Well, now that the Russian government has prohibited wheat exports the story about the heat wave and the significantly diminished wheat harvest is making the mainstream media. This story from the Financial Times is only one of many today. The story actually made the morning news here along with the admonition that we should expect higher prices for bread and everything else made from wheat. Russia is, normally, the third largest exporter of wheat. The ban has left major customers, like Egypt and Indonesia, scrambling. I have been reading about this and sketching out the implication in my own mind for the last three weeks. That is when it really hit the blogosphere.

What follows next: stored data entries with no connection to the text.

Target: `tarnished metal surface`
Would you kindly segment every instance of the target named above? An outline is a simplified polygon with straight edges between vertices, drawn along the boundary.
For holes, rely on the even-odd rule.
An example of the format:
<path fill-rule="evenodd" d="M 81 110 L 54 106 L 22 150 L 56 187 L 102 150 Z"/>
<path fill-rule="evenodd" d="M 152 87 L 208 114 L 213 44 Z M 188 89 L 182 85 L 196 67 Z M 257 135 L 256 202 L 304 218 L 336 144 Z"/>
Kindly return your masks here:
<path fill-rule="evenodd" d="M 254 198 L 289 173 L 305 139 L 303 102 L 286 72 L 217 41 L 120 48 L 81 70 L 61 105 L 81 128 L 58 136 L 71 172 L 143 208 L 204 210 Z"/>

Another interesting story comes out of Washington. A sudden crop failure may be associated with residual amounts of long-lasting herbicides that have wound up in compost. Many of those affected are organic farmers and gardeners who never applied the herbicides themselves but used compost from animals who ate hay that was treated with the chemicals. A similar round of crop failures occurred a decade ago and was traced at that time to herbicides. Regulators face a daunting task in tracing the herbicides from the farms that applied them to hay and wheat to the animals that ate the hay to the compost made from their manure and finally to the farmers who bought and spread the compost on their own fields. Some are as far away as California. Rather reminds me of trying to trace melamine tainted components of baby formula and pet food back to the supplier in China.

Tim Rutten apparently has read the same history I have and sees similar parallels in our political situation. His notion that we are in the middle of a 'moral panic' may not be far from the truth. The last full blown moral panic we had in this country came in the 1950s. That decade saw the rise and fall of Joe McCarthy, massive fears of homosexuality, the comic-book burning craze which resulted in the repressive Comics Code which enforced an infantilism on the medium that lasted until the 1980s and 1990s. If that is anything to go by, we will be spending the next decade in an extended insane asylum. In some ways we never really left it. After all the Cold War seems to have moved seamlessly into the War On Terror--even if the Obama administration wants to discontinue the use of the term if not the war itself.